幹夫という名の静けさは、朝の茶畑にいちばんよく似ている。声を出せば吸われてしまいそうな、湿った空気。露を抱いた葉の表面が、光を少しずつ返して、まだ世界が「起ききっていない」時間。風は動いているのに、動いていないみたいに見える。

幹夫はその静けさの中で育った。静かにしろ、と言われたわけじゃない。静かにしているほうが、間違いが少なかっただけだ。

父は畝の向こうで手を動かしている。葉を摘む指が、いつも同じ速度で、いつも同じ角度で、必要な分だけを取っていく。言葉も同じだった。父の言葉は少ない。少ない代わりに、刺さらないように角を丸める前に、喉の奥へ戻ってしまう。

「幹夫、籠」

父が言う。それだけで、幹夫は籠を持っていく。「ありがとう」も「助かった」も、父はあまり言わない。言わないけれど、籠を受け取る手が一瞬だけゆるむ。その一瞬が、言葉の代わりに見える。

けれど見えるものは、いつも信じられるわけじゃない。見えるのに、疑ってしまう日がある。疑うと、胸の奥が固くなる。固くなると、ますます静かになる。静かになるほど「平気」に見える。平気に見えると、誰も触れなくなる。

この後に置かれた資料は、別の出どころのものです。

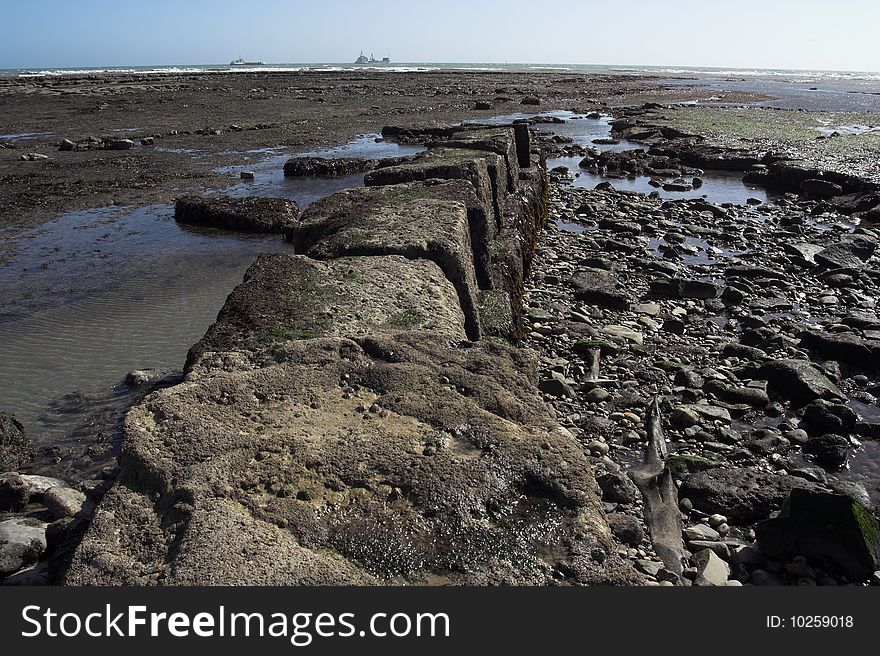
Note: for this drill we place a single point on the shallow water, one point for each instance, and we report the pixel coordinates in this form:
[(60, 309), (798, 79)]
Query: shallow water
[(718, 186), (93, 295), (268, 168)]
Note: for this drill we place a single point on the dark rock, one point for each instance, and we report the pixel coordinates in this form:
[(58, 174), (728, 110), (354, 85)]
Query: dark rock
[(14, 493), (743, 495), (850, 254), (826, 417), (737, 394), (736, 350), (682, 465), (820, 525), (711, 570), (141, 377), (617, 487), (299, 167), (120, 144), (66, 502), (600, 288), (829, 450), (845, 347), (22, 542), (556, 386), (799, 381), (272, 215), (626, 528), (15, 448), (821, 188)]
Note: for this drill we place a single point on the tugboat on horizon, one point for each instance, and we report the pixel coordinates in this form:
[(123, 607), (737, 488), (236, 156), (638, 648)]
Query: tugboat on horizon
[(362, 59)]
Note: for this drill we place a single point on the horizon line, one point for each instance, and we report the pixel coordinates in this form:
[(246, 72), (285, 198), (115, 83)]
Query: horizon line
[(452, 63)]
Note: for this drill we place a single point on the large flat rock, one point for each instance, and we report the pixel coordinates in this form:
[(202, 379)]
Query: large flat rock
[(415, 221), (401, 459), (290, 297), (271, 215), (485, 170)]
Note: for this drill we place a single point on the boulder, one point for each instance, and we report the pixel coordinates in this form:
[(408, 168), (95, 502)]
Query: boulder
[(412, 220), (22, 543), (821, 525), (844, 347), (601, 288), (826, 417), (293, 297), (120, 144), (711, 570), (299, 167), (821, 188), (66, 502), (37, 485), (16, 450), (627, 529), (799, 381), (270, 215), (617, 487), (743, 494), (683, 288), (849, 254), (271, 472), (829, 450), (14, 493)]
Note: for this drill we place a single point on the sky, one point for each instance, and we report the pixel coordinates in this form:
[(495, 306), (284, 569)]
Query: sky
[(806, 34)]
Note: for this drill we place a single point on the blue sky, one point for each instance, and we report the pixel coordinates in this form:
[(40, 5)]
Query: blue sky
[(810, 34)]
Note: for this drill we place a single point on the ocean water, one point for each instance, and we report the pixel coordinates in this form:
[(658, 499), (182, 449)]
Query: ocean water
[(840, 91)]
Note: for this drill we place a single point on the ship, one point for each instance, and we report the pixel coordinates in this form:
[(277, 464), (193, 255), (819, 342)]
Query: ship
[(363, 59)]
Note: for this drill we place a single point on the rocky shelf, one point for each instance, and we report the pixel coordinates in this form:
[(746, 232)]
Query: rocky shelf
[(359, 413)]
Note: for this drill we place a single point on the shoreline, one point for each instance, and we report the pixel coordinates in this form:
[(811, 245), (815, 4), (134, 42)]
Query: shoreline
[(623, 338)]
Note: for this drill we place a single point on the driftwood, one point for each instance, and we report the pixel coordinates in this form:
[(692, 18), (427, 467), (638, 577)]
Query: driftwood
[(660, 497), (593, 363)]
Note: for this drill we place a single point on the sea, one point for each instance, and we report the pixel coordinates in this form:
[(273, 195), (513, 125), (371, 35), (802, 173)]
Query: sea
[(835, 91)]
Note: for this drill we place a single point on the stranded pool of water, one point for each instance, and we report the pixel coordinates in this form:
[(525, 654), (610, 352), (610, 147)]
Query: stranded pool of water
[(718, 186), (95, 294), (269, 170)]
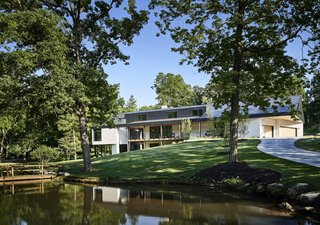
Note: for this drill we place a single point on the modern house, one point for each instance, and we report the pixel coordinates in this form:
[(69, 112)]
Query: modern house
[(145, 129)]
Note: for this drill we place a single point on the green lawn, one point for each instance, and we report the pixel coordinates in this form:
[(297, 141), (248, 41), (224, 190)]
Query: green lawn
[(185, 159), (311, 144)]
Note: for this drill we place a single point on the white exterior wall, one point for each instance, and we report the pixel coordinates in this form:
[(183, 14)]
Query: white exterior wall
[(254, 128), (123, 135), (109, 136), (277, 123)]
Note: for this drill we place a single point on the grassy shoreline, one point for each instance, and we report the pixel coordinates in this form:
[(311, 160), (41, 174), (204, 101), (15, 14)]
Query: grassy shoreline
[(181, 161), (309, 143)]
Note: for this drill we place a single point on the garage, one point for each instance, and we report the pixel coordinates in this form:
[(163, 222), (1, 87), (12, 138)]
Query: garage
[(286, 132)]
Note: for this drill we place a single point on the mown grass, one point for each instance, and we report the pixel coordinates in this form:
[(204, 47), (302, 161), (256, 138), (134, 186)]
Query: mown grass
[(310, 144), (185, 159)]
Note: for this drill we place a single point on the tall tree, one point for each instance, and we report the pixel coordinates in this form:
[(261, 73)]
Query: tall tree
[(94, 30), (241, 44), (313, 105), (172, 90), (32, 75)]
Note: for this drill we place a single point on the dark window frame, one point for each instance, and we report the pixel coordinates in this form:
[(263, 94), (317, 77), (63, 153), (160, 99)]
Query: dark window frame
[(155, 132), (142, 117), (167, 131), (197, 112), (97, 135), (173, 114)]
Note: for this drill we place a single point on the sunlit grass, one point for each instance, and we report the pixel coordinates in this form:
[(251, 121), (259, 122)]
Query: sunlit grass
[(310, 144), (185, 159)]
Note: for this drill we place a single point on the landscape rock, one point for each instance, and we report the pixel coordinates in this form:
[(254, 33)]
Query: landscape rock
[(261, 189), (286, 206), (276, 190), (309, 198), (292, 193), (301, 188)]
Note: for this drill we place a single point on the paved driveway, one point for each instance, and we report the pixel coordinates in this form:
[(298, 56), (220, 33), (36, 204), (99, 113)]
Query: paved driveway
[(284, 148)]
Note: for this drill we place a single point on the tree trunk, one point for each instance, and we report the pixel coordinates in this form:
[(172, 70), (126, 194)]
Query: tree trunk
[(84, 140), (234, 124), (235, 97), (74, 144), (87, 198)]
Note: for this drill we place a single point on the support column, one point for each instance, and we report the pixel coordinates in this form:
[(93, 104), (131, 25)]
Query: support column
[(128, 138)]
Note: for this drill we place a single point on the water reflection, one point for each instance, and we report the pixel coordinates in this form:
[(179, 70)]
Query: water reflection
[(80, 205)]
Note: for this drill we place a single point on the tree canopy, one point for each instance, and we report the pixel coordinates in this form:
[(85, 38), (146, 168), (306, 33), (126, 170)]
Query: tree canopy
[(172, 91), (93, 33), (242, 45)]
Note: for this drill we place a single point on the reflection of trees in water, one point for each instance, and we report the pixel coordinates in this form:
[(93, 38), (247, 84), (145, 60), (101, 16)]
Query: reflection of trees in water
[(78, 208), (187, 212), (134, 220), (32, 209)]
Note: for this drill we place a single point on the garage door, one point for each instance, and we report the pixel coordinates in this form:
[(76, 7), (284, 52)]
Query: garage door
[(288, 132), (267, 131)]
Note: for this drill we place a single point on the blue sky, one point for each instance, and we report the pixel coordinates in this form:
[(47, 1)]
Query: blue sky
[(150, 55)]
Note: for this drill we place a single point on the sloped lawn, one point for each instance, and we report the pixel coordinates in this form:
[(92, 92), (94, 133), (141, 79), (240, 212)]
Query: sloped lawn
[(310, 144), (185, 159)]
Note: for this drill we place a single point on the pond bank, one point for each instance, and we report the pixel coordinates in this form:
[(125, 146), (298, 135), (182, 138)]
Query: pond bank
[(239, 177)]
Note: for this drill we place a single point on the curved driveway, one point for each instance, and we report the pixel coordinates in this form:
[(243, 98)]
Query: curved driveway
[(284, 148)]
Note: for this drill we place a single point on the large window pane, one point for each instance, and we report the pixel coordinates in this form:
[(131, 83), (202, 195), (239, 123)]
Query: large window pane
[(154, 132), (167, 131)]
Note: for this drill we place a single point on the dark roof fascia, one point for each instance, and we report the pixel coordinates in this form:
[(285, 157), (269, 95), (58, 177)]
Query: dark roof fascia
[(269, 114), (163, 122), (100, 127), (167, 109)]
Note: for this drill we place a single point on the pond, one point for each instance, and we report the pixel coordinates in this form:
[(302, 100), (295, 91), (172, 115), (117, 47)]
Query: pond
[(71, 204)]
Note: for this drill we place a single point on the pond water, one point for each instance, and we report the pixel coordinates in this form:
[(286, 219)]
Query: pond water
[(70, 204)]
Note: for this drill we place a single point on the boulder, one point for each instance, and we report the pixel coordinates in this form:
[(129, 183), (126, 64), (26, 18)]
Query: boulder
[(286, 206), (292, 193), (309, 198), (261, 189), (276, 190), (301, 188)]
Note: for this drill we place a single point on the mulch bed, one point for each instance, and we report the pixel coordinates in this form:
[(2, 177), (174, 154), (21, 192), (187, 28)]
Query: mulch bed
[(238, 170)]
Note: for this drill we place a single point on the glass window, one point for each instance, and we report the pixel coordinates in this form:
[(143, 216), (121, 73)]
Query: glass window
[(142, 117), (97, 134), (154, 132), (172, 114), (167, 131), (197, 112), (136, 133)]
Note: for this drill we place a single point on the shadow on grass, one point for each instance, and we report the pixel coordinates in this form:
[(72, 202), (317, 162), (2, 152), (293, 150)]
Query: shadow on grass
[(185, 159)]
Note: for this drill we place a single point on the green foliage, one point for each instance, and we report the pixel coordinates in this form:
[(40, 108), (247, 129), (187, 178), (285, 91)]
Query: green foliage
[(242, 46), (186, 128), (70, 145), (234, 183), (172, 91), (131, 105), (57, 55), (45, 153)]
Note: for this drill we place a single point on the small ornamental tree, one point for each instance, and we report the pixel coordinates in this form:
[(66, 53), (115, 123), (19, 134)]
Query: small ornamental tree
[(44, 154), (186, 128)]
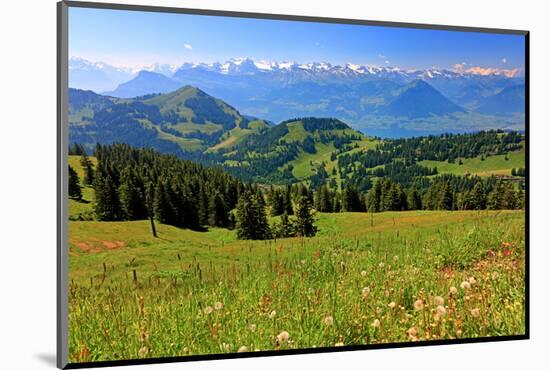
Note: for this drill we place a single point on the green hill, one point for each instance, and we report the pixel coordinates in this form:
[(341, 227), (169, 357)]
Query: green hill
[(183, 121)]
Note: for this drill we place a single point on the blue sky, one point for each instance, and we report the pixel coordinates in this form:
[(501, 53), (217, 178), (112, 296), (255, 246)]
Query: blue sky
[(131, 38)]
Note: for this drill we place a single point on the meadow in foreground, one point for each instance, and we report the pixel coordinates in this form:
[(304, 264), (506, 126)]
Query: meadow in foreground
[(364, 279)]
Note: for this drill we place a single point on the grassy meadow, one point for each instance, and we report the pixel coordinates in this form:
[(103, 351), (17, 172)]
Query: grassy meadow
[(363, 279)]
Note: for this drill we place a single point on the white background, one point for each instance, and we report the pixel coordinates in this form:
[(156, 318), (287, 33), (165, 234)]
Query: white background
[(28, 181)]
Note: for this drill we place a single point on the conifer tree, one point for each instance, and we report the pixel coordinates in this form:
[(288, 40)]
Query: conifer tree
[(217, 211), (304, 218), (75, 190), (88, 167), (107, 206)]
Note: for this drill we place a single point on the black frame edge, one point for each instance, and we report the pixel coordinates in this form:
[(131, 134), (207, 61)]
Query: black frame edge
[(62, 37)]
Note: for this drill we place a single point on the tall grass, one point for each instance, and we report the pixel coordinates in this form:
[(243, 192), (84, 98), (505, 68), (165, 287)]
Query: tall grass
[(458, 280)]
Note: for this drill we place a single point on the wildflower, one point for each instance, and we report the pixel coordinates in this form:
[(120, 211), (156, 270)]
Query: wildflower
[(226, 346), (328, 320), (412, 333), (143, 351), (283, 336)]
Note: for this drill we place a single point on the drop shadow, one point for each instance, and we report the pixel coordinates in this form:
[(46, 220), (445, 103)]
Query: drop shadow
[(47, 358)]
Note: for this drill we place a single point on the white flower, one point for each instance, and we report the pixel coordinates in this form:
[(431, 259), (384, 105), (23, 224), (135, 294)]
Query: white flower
[(283, 336)]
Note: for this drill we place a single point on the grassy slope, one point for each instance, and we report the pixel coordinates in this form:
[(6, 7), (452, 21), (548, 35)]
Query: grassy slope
[(493, 165), (85, 205), (405, 257)]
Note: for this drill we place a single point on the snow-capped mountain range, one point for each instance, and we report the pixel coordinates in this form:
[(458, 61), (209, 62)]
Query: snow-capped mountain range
[(99, 76)]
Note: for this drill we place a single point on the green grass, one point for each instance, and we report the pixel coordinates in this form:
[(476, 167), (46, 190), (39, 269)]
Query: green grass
[(167, 307), (492, 165)]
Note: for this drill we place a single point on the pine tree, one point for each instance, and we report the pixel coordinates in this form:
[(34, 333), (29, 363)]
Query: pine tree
[(75, 191), (414, 200), (477, 197), (131, 198), (107, 206), (304, 218), (374, 197), (88, 167), (217, 211), (251, 218), (164, 212)]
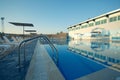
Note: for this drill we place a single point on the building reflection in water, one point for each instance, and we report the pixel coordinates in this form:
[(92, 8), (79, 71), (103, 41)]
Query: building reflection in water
[(105, 52)]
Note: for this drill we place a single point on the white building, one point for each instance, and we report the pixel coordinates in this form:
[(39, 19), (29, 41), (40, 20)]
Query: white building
[(106, 26)]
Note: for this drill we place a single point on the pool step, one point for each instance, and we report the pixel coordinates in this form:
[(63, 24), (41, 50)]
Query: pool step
[(42, 67)]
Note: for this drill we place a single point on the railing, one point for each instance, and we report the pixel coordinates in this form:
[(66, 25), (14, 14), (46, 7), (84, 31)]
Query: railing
[(55, 52)]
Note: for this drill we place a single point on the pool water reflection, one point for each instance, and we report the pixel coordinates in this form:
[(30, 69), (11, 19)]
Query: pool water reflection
[(79, 58), (103, 51)]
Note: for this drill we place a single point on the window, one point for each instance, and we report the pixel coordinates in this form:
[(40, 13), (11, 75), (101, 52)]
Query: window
[(103, 21), (97, 23), (119, 17), (112, 19), (84, 26), (91, 24)]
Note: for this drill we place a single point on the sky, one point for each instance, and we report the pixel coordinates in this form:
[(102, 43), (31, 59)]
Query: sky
[(51, 16)]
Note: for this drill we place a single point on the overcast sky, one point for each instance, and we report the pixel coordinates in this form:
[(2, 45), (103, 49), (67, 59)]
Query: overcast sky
[(52, 16)]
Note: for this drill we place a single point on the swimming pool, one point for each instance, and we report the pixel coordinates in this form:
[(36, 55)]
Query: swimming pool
[(74, 65)]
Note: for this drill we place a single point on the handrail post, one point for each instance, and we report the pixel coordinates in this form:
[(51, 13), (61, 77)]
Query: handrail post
[(24, 52)]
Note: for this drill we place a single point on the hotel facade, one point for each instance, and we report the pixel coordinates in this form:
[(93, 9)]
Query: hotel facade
[(106, 26)]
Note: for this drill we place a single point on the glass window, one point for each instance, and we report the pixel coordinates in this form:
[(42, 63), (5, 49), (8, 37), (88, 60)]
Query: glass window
[(91, 24), (112, 19), (103, 21), (97, 23), (119, 17)]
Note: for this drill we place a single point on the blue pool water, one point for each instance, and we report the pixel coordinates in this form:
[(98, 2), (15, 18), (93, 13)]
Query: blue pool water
[(73, 65)]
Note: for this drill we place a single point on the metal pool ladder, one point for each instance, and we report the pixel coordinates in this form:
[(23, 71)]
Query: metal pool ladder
[(41, 37)]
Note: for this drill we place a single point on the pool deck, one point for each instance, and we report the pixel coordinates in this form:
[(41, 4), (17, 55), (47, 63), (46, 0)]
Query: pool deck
[(42, 66)]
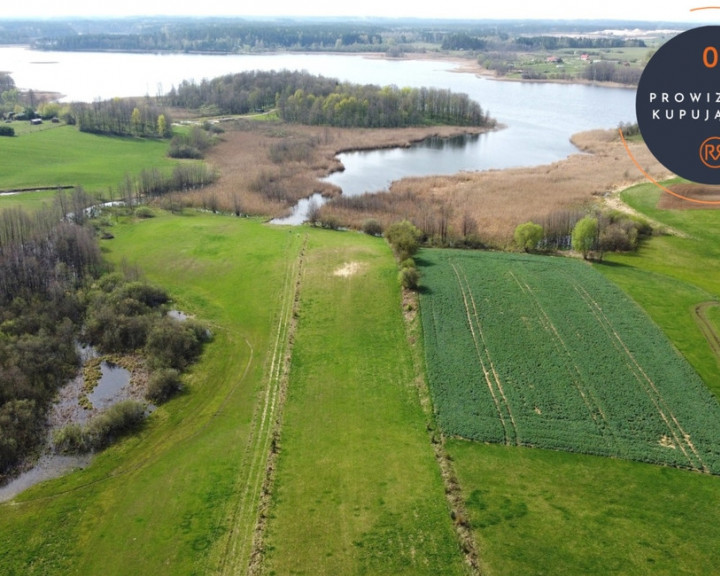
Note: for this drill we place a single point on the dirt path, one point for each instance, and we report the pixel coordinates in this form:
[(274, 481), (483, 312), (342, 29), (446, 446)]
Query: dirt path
[(242, 552), (706, 327), (453, 490), (614, 202)]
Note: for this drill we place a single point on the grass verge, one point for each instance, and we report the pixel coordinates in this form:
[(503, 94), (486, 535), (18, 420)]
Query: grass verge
[(537, 512), (162, 502), (357, 488), (64, 156)]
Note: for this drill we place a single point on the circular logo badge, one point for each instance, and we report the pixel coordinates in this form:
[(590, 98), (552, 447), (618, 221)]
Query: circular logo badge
[(678, 105)]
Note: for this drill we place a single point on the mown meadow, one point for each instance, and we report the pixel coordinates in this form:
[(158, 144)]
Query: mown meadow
[(357, 488), (301, 444), (535, 511), (60, 155)]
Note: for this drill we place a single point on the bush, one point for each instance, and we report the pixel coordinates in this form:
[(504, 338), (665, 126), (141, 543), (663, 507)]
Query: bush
[(528, 235), (173, 344), (118, 420), (372, 227), (144, 212), (71, 439), (410, 278), (404, 238), (162, 385)]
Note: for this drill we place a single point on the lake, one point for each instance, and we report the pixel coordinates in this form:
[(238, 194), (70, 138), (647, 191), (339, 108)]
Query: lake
[(539, 117)]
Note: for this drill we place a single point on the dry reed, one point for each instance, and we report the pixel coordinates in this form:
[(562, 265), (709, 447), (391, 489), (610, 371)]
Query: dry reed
[(255, 178)]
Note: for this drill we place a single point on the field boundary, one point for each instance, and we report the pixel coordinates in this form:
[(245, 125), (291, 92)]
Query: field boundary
[(679, 434), (453, 491), (706, 327), (492, 379), (243, 548)]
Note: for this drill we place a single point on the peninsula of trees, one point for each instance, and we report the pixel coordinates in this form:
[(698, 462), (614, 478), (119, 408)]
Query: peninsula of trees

その循環を、幹夫はいつからか、身体の癖として持ってしまった。

学校では、静けさは目立つ。教室の静けさは、茶畑の静けさと違って、いつも誰かの“気まずさ”の上に乗っている。誰かが笑い損ねたとき、先生の問いに誰も答えないとき、机の脚がきいっと鳴ったあと。静けさは突然落ちてきて、そこにいる全員の肩を同じ重さで押す。

幹夫は、その重さに慣れているふりが上手だった。慣れているふりは、たいてい“本当に慣れている”より疲れる。けれど疲れは、外からは見えにくい。見えにくい疲れほど、人を静かにする。

隣の席の俊が、肘でつつく。

「お前さ、今日も顔、無だな」

「無って」

「無。無表情の無」

俊の言い方は雑で、雑なぶん救われることがある。余計な気遣いがないから、幹夫は返事をしやすい。返事をしやすい相手がいるだけで、人は少しだけ息がしやすくなる。

「……眠いだけ」

「ほら、そういうの。言えばいいじゃん」

言えばいいじゃん。それができたら、たぶん困っていない。

幹夫は笑ったつもりで、口の端を少しだけ上げた。俊はその笑い方を見て、一度だけ目を細めた。言いたいことがある顔だったけれど、俊は深追いしなかった。深追いしない優しさも、幹夫にとっては時々痛い。痛いのに、ありがたい。

幹夫は、自分の静けさが、誰かの親切を試してしまうことを知っている。黙っていれば、相手は勝手に「大丈夫」を貼る。貼られた「大丈夫」を剥がすには、声を出さなきゃいけない。声を出すには、言葉がいる。幹夫は、その言葉をうまく持っていない。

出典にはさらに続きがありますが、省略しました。